Studio Dad – Thoughts on Unemployment
We have all experienced the T-junction when driving. We are tired. We hit the junction. We want to turn against the traffic. The traffic is heavy, and it never stops. Will it ever? We can, if we have a few seconds, turn left or right but there is also a string of cars leading back behind us in our rear-view mirror. You wait and wait (only for a few seconds) hoping that small gap will appear so you can nip out and continue your journey. But, what if, just what if the traffic never stops? What if you get stuck there…forever?
Of course, eventually the gap appears, you move out and that momentary feeling of despair disappears, until the next time you get momentarily ‘stuck’. Of course, we do not like being stuck or halted because, of course, we feel we have lost control. In what other areas of life can we feel the same?
Well, from personal experience, I would say becoming unemployed can bring about the same sense of frustration and, but what is added into the mix is the real possibility that we can become ‘stuck’ forever. You may indeed, to extend the metaphor, spend years waiting for the traffic gap to come along so your life journey can continue. We do not know, for sure, when something is happening to us that it will eventually stop happening to us. Life is easy when lived retrospectively.

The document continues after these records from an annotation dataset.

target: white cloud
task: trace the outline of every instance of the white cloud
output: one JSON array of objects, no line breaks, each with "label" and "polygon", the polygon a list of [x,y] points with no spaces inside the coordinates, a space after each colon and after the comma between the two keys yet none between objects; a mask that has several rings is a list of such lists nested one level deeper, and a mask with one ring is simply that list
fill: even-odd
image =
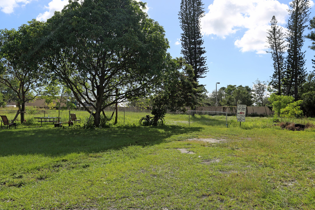
[{"label": "white cloud", "polygon": [[175,43],[175,45],[178,45],[181,43],[181,42],[180,41],[180,39],[177,39],[177,41]]},{"label": "white cloud", "polygon": [[48,9],[43,13],[40,13],[37,17],[37,20],[46,21],[54,15],[55,11],[61,11],[65,6],[69,3],[68,0],[53,0],[48,3],[48,6],[45,9]]},{"label": "white cloud", "polygon": [[[143,1],[140,1],[140,0],[135,0],[136,2],[144,2]],[[145,1],[144,2],[146,2],[146,1]],[[148,5],[147,4],[146,5],[146,9],[143,9],[142,10],[144,12],[147,14],[148,11],[149,11],[149,8],[148,7]]]},{"label": "white cloud", "polygon": [[[22,0],[16,0],[21,1]],[[26,0],[24,0],[26,1]],[[7,1],[7,0],[0,0],[1,1]],[[140,0],[136,0],[139,2]],[[47,19],[50,18],[54,15],[55,11],[61,11],[65,6],[69,3],[68,0],[52,0],[48,3],[48,6],[45,6],[45,9],[48,10],[43,13],[40,13],[37,17],[37,20],[46,21]],[[147,7],[144,11],[147,13],[149,8]]]},{"label": "white cloud", "polygon": [[0,0],[0,9],[5,13],[10,14],[14,11],[14,8],[25,6],[32,0]]},{"label": "white cloud", "polygon": [[285,25],[289,9],[276,0],[214,0],[201,19],[201,32],[225,39],[245,30],[243,37],[235,41],[235,46],[243,52],[264,54],[266,31],[272,16],[278,25]]}]

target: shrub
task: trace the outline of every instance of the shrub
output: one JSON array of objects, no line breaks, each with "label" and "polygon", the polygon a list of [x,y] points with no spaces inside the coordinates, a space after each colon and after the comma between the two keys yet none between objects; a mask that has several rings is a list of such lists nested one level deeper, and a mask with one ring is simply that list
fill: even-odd
[{"label": "shrub", "polygon": [[271,102],[272,106],[272,110],[275,114],[278,116],[281,113],[281,109],[285,108],[288,105],[293,102],[294,100],[293,97],[285,95],[278,95],[273,93],[270,95],[268,100]]},{"label": "shrub", "polygon": [[301,100],[289,104],[285,108],[281,109],[280,113],[282,116],[292,118],[299,117],[303,114],[300,105],[303,103]]}]

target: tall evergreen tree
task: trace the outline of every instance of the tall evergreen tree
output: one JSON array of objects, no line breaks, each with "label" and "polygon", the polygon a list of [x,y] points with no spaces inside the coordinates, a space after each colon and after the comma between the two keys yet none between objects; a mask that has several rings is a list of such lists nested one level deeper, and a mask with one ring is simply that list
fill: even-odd
[{"label": "tall evergreen tree", "polygon": [[205,77],[203,75],[209,71],[206,58],[203,56],[206,51],[202,46],[203,41],[200,32],[200,19],[204,15],[203,5],[201,0],[181,0],[178,14],[183,31],[181,52],[187,62],[192,67],[195,82]]},{"label": "tall evergreen tree", "polygon": [[[314,17],[310,21],[310,26],[308,27],[308,29],[309,30],[312,30],[315,29],[315,17]],[[312,45],[309,46],[308,47],[313,50],[315,50],[315,31],[312,31],[310,33],[305,37],[306,38],[310,39],[312,41]],[[315,56],[314,56],[315,57]],[[315,60],[312,59],[312,63],[315,65]],[[312,66],[313,69],[315,69],[315,66]],[[315,73],[315,69],[313,70],[313,72]]]},{"label": "tall evergreen tree", "polygon": [[295,101],[299,99],[299,89],[307,74],[304,65],[305,52],[301,51],[304,42],[303,34],[309,20],[308,0],[293,0],[290,3],[289,19],[287,27],[288,35],[288,56],[284,83],[286,95],[292,95]]},{"label": "tall evergreen tree", "polygon": [[267,31],[266,40],[269,46],[266,47],[271,51],[267,51],[267,52],[271,53],[274,72],[272,77],[271,77],[271,81],[269,84],[277,88],[278,92],[277,94],[280,95],[281,93],[281,81],[283,78],[283,54],[285,49],[284,36],[281,28],[278,26],[278,21],[274,15],[272,16],[270,23],[271,27]]}]

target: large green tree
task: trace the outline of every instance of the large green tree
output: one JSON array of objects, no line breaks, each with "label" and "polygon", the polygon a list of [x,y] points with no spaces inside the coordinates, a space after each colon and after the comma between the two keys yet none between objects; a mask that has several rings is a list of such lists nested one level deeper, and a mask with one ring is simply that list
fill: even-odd
[{"label": "large green tree", "polygon": [[206,51],[202,47],[203,41],[200,32],[200,19],[204,15],[203,5],[201,0],[181,0],[179,14],[183,31],[181,34],[181,54],[192,67],[195,82],[205,77],[204,75],[209,71],[203,55]]},{"label": "large green tree", "polygon": [[185,111],[186,107],[195,107],[198,103],[191,66],[181,58],[173,59],[169,55],[168,57],[165,67],[170,71],[162,76],[151,97],[152,113],[156,122],[159,117],[164,117],[167,110]]},{"label": "large green tree", "polygon": [[305,52],[302,51],[302,47],[304,41],[303,32],[309,20],[310,3],[308,0],[293,0],[290,6],[291,9],[289,10],[290,17],[287,26],[288,55],[284,86],[286,94],[294,96],[295,100],[297,101],[301,96],[299,89],[306,75],[304,68]]},{"label": "large green tree", "polygon": [[266,97],[265,96],[267,89],[267,82],[264,81],[261,81],[257,79],[255,82],[253,83],[254,84],[253,86],[254,99],[256,105],[258,106],[266,105]]},{"label": "large green tree", "polygon": [[285,46],[284,44],[284,35],[281,28],[278,25],[278,22],[274,15],[272,16],[270,21],[271,28],[268,29],[267,33],[267,43],[271,51],[267,53],[271,53],[271,57],[273,61],[273,68],[274,71],[272,77],[270,84],[278,90],[277,94],[281,95],[281,82],[283,78],[284,65],[284,54],[285,52]]},{"label": "large green tree", "polygon": [[33,20],[17,31],[0,30],[0,83],[14,92],[19,110],[13,120],[20,113],[22,123],[25,103],[41,94],[47,81],[45,69],[37,62],[44,24]]},{"label": "large green tree", "polygon": [[73,0],[47,20],[43,60],[87,111],[94,108],[95,126],[105,108],[147,95],[163,73],[168,42],[145,5]]}]

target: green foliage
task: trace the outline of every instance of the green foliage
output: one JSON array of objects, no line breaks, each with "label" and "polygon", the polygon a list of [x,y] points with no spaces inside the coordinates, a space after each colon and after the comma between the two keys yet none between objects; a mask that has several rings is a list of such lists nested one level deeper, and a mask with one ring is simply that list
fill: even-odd
[{"label": "green foliage", "polygon": [[252,90],[248,86],[239,85],[237,87],[236,85],[229,85],[222,89],[224,96],[220,101],[221,105],[236,106],[238,104],[244,104],[250,106],[253,105],[253,97]]},{"label": "green foliage", "polygon": [[267,31],[266,41],[268,44],[267,47],[271,51],[267,52],[271,53],[274,71],[272,77],[271,77],[271,81],[269,84],[276,89],[277,95],[281,95],[281,81],[283,79],[284,73],[283,55],[285,52],[286,47],[284,36],[282,28],[278,26],[278,21],[274,15],[272,16],[270,23],[271,28]]},{"label": "green foliage", "polygon": [[[151,101],[155,120],[163,119],[167,110],[185,111],[186,106],[194,107],[197,103],[197,89],[193,80],[193,71],[181,58],[172,59],[168,54],[166,59],[167,73],[160,78],[155,86]],[[182,68],[182,71],[180,71]]]},{"label": "green foliage", "polygon": [[[315,17],[313,17],[310,20],[310,26],[308,27],[309,30],[314,29],[315,29]],[[315,50],[315,32],[311,31],[306,37],[312,41],[312,45],[309,46],[308,47],[313,50]]]},{"label": "green foliage", "polygon": [[302,102],[302,101],[300,100],[289,104],[285,108],[281,109],[281,116],[291,118],[302,116],[303,112],[301,110],[300,105]]},{"label": "green foliage", "polygon": [[3,94],[0,92],[0,107],[5,107],[7,105],[7,102],[4,100]]},{"label": "green foliage", "polygon": [[268,100],[271,103],[275,114],[279,116],[281,113],[281,109],[285,108],[288,104],[293,102],[294,99],[292,96],[278,95],[273,93]]},{"label": "green foliage", "polygon": [[[48,81],[46,69],[39,64],[43,55],[38,50],[43,40],[42,30],[46,23],[35,20],[23,24],[18,30],[0,30],[0,83],[14,93],[20,111],[25,104],[42,93]],[[24,121],[24,114],[20,114]]]},{"label": "green foliage", "polygon": [[36,111],[38,110],[38,107],[36,106],[27,106],[25,107],[25,111],[30,115],[32,115],[35,114],[37,112]]},{"label": "green foliage", "polygon": [[27,117],[25,124],[26,125],[33,125],[35,123],[35,119],[34,117]]},{"label": "green foliage", "polygon": [[94,125],[94,117],[93,116],[89,117],[85,117],[85,122],[83,124],[83,128],[94,128],[96,127]]},{"label": "green foliage", "polygon": [[302,85],[307,73],[304,66],[305,51],[302,50],[305,36],[303,35],[309,20],[309,1],[293,0],[290,3],[289,17],[287,24],[286,37],[288,43],[286,67],[283,82],[286,95],[294,96],[294,100],[300,99]]},{"label": "green foliage", "polygon": [[97,126],[105,108],[154,88],[169,46],[163,27],[148,18],[141,2],[78,1],[48,20],[43,60],[77,101],[93,107]]},{"label": "green foliage", "polygon": [[182,0],[179,14],[183,30],[181,52],[193,70],[193,78],[196,82],[198,79],[204,77],[203,75],[209,71],[206,58],[203,56],[206,51],[202,46],[203,41],[200,32],[200,18],[204,15],[203,5],[201,0]]},{"label": "green foliage", "polygon": [[267,89],[267,82],[264,81],[261,82],[257,79],[253,83],[254,99],[256,105],[258,106],[266,106],[265,102],[266,97],[265,96]]}]

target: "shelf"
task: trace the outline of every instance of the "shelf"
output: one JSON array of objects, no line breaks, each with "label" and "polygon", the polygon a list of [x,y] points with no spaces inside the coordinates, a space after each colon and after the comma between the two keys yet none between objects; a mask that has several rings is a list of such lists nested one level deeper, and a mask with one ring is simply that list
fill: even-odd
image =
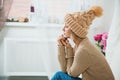
[{"label": "shelf", "polygon": [[18,22],[6,22],[6,27],[22,27],[22,28],[41,28],[41,27],[63,27],[64,24],[33,24],[33,23],[18,23]]},{"label": "shelf", "polygon": [[19,23],[19,22],[6,22],[5,26],[7,27],[35,27],[37,26],[37,24],[33,24],[33,23]]}]

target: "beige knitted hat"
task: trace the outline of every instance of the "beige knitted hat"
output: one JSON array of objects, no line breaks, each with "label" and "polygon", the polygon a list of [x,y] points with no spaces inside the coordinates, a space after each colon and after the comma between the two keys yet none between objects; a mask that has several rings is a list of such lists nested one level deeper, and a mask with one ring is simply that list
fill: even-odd
[{"label": "beige knitted hat", "polygon": [[102,16],[102,11],[100,6],[93,6],[88,11],[67,14],[64,18],[65,24],[67,24],[77,36],[85,38],[90,24],[95,17]]}]

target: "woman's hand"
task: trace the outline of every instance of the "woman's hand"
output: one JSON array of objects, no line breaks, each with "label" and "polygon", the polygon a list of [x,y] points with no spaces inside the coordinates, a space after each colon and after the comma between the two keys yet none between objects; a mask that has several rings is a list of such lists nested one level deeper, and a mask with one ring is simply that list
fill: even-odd
[{"label": "woman's hand", "polygon": [[69,41],[63,35],[59,36],[58,45],[71,47],[71,44],[69,43]]}]

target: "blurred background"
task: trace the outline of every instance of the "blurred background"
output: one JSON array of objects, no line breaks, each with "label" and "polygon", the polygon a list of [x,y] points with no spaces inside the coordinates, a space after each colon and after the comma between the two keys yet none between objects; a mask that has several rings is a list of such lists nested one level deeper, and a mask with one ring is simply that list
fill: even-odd
[{"label": "blurred background", "polygon": [[113,50],[120,32],[119,0],[0,0],[0,76],[50,79],[60,70],[57,38],[62,33],[64,16],[94,5],[103,8],[103,16],[93,21],[88,37],[95,44],[94,35],[108,32],[106,59],[116,80],[120,80],[118,53]]}]

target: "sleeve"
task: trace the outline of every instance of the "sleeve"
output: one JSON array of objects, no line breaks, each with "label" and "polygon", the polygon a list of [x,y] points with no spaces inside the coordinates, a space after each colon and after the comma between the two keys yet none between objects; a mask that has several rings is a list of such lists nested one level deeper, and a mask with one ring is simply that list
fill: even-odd
[{"label": "sleeve", "polygon": [[87,51],[77,50],[75,52],[75,57],[73,64],[69,66],[67,73],[70,76],[78,77],[82,72],[84,72],[90,66],[90,56]]},{"label": "sleeve", "polygon": [[58,61],[61,67],[61,70],[66,73],[66,53],[65,46],[58,46]]},{"label": "sleeve", "polygon": [[66,60],[67,60],[67,71],[71,67],[74,59],[74,53],[72,47],[66,47]]}]

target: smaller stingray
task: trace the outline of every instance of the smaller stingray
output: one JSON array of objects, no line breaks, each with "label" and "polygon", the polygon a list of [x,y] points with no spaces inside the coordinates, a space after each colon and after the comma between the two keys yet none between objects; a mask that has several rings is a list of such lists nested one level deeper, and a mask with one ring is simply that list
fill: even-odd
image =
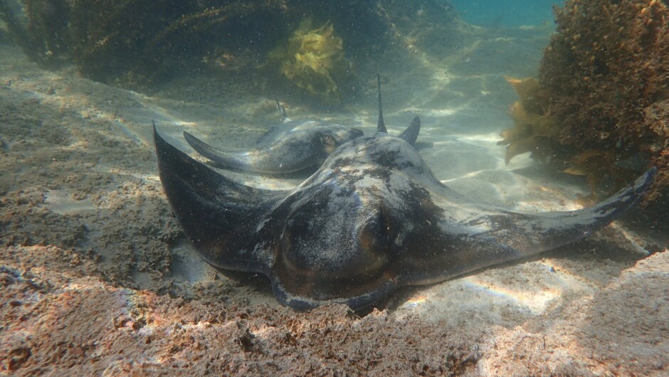
[{"label": "smaller stingray", "polygon": [[591,207],[525,213],[444,186],[406,141],[356,138],[290,191],[234,182],[168,144],[158,171],[188,238],[210,264],[267,276],[296,309],[360,309],[404,285],[441,282],[587,237],[632,206],[655,172]]},{"label": "smaller stingray", "polygon": [[[379,89],[377,132],[387,132],[383,119],[381,79]],[[272,126],[261,136],[255,148],[244,152],[218,149],[184,132],[184,137],[198,153],[216,167],[268,174],[287,174],[320,166],[339,146],[362,136],[362,131],[328,122],[290,120],[285,108],[276,102],[283,122]],[[413,145],[421,129],[421,120],[415,117],[399,137]]]}]

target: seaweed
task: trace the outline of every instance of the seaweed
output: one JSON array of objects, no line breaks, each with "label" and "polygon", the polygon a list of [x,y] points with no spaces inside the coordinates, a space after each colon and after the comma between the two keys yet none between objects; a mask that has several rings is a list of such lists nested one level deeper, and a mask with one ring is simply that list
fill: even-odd
[{"label": "seaweed", "polygon": [[280,72],[298,87],[328,102],[337,102],[340,88],[334,79],[349,70],[350,63],[344,57],[344,41],[334,35],[330,21],[313,28],[305,18],[293,32],[285,44],[281,43],[269,54],[268,64],[279,67]]},{"label": "seaweed", "polygon": [[[658,0],[568,0],[555,8],[539,86],[559,127],[553,157],[603,196],[653,164],[669,192],[669,10]],[[534,133],[537,132],[534,131]]]},{"label": "seaweed", "polygon": [[508,164],[514,156],[531,152],[530,157],[545,164],[554,156],[556,139],[559,134],[559,123],[547,114],[548,98],[534,78],[517,79],[505,78],[520,97],[511,105],[509,115],[513,120],[512,128],[500,134],[504,139],[497,142],[507,145],[505,162]]}]

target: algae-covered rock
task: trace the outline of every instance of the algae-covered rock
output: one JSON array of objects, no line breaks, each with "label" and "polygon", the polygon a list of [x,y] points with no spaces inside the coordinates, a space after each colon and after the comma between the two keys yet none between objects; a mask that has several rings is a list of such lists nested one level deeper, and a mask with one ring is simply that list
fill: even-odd
[{"label": "algae-covered rock", "polygon": [[[554,152],[601,196],[659,168],[648,198],[669,199],[669,9],[658,0],[569,0],[555,11],[539,86],[559,124]],[[535,128],[535,127],[534,127]],[[532,128],[532,132],[537,131]]]},{"label": "algae-covered rock", "polygon": [[330,100],[336,100],[339,91],[334,78],[341,78],[350,66],[344,58],[344,41],[334,35],[332,23],[314,28],[308,18],[285,46],[270,53],[270,60],[291,83]]}]

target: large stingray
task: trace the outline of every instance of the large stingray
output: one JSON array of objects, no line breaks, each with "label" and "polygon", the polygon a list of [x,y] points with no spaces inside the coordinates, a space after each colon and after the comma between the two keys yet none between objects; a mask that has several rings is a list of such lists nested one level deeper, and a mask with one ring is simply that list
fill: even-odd
[{"label": "large stingray", "polygon": [[[378,132],[386,132],[381,99],[381,78],[376,76],[379,89]],[[184,132],[188,144],[209,159],[216,167],[269,174],[286,174],[320,166],[339,145],[362,136],[354,128],[317,120],[291,120],[285,109],[277,101],[281,124],[272,126],[260,137],[254,148],[248,151],[216,149]],[[421,129],[421,120],[415,117],[399,137],[411,144],[416,142]]]},{"label": "large stingray", "polygon": [[590,208],[522,213],[455,192],[409,144],[382,132],[342,145],[295,188],[268,191],[231,181],[154,130],[161,181],[201,255],[265,275],[277,299],[296,309],[362,308],[401,286],[586,237],[637,201],[655,172]]}]

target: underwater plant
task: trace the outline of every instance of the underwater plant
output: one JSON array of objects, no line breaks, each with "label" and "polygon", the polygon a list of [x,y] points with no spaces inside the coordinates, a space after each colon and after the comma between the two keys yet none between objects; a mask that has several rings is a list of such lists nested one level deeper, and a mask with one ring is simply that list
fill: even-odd
[{"label": "underwater plant", "polygon": [[344,58],[344,41],[334,35],[330,21],[312,28],[305,18],[293,32],[287,43],[270,53],[269,60],[278,62],[280,73],[298,87],[325,100],[336,100],[339,88],[334,78],[349,65]]},{"label": "underwater plant", "polygon": [[540,90],[536,78],[505,78],[520,97],[509,110],[513,127],[502,131],[500,136],[504,139],[497,142],[507,146],[505,162],[509,164],[515,156],[531,152],[532,159],[546,163],[553,156],[560,129],[556,120],[546,113],[545,92]]},{"label": "underwater plant", "polygon": [[[669,206],[669,9],[658,0],[568,0],[539,82],[565,172],[611,192],[650,164],[647,201]],[[564,167],[563,167],[564,169]],[[661,206],[653,206],[660,208]]]}]

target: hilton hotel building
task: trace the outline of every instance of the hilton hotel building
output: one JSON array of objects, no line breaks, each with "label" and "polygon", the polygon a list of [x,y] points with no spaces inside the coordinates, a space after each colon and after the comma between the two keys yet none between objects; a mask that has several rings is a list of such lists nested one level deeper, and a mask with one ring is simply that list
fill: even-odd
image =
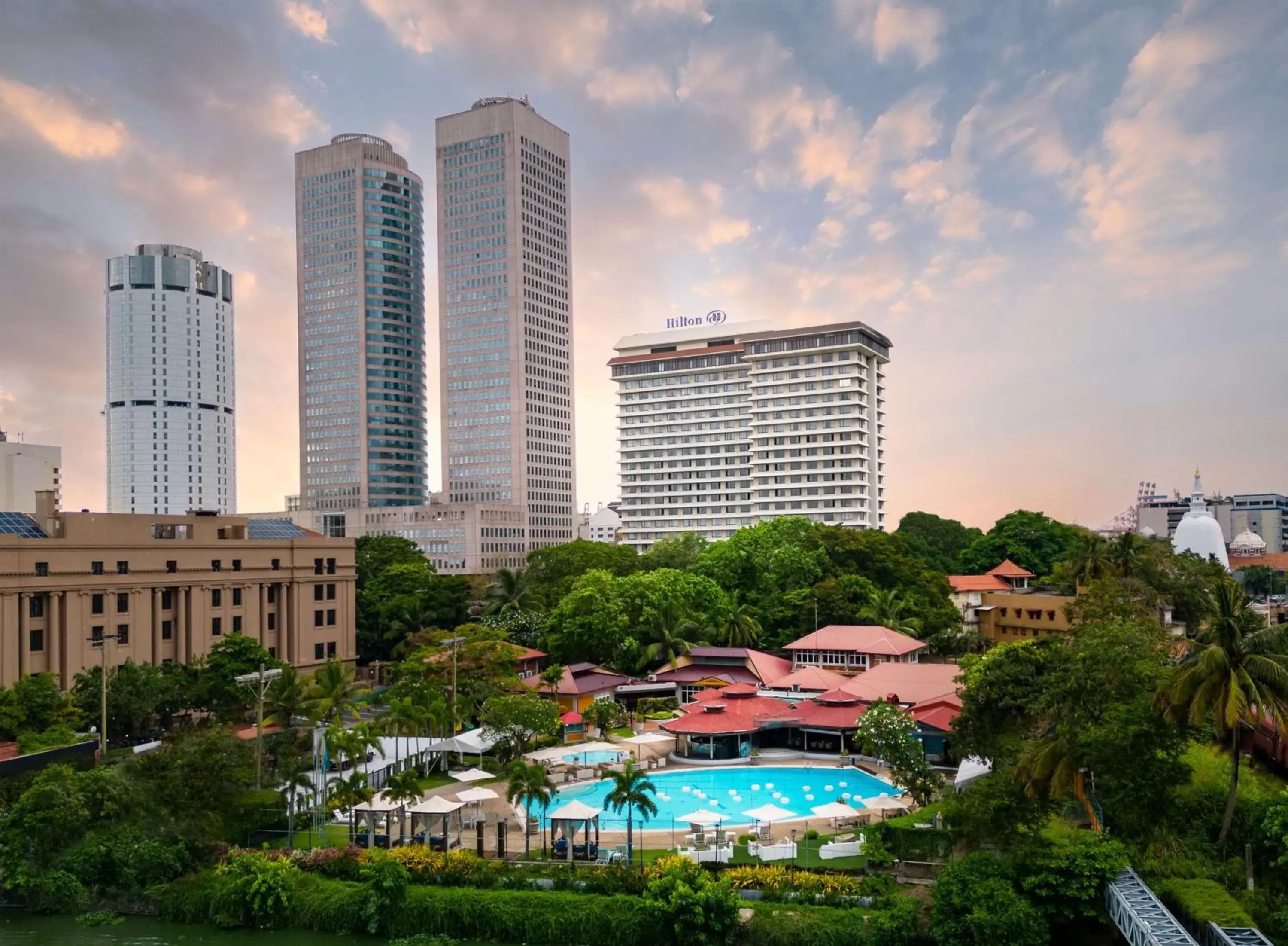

Meeting challenges is part of everyday life. A bit of hardship does us a bit of good. It is painful while it lasts but we can learn from it. But since the 1980s whole areas of our country have experienced chronic unemployment that began in 1981 and continues to this day. People who lost their job then are now retiring from the labour market having never worked again. They sat at the T-junction and never got to turn left or right again.
“These people, who meet failure, will make all of our futures better.”
The truth, though, is that most people who lose their jobs find something else in six to eight weeks and the experience of unemployment becomes a blip in their CV. One tip I would give is not to include it! Fib a little. Of course, data does not spare our feelings. Losing a job, which can be a central part of our identity, can engender the feeling of standing in a wasteland, where no help will come (here think about my T-junction). You can feel defeated, unhinged, left behind.
As lockdown lifts, we will see people who were victims, not just of the disease, but of the economics. People who did everything right. People who studied, people who took risks, people who worked so hard, people who took the right decisions. People who became employed. And their dreams will be shattered. I would argue, though, that what made them successful in the first place, the ability to look and check when waiting at the T-junction for the next gap, is exactly what will get them back on their feet.
These people, who meet failure now, will make all our futures better.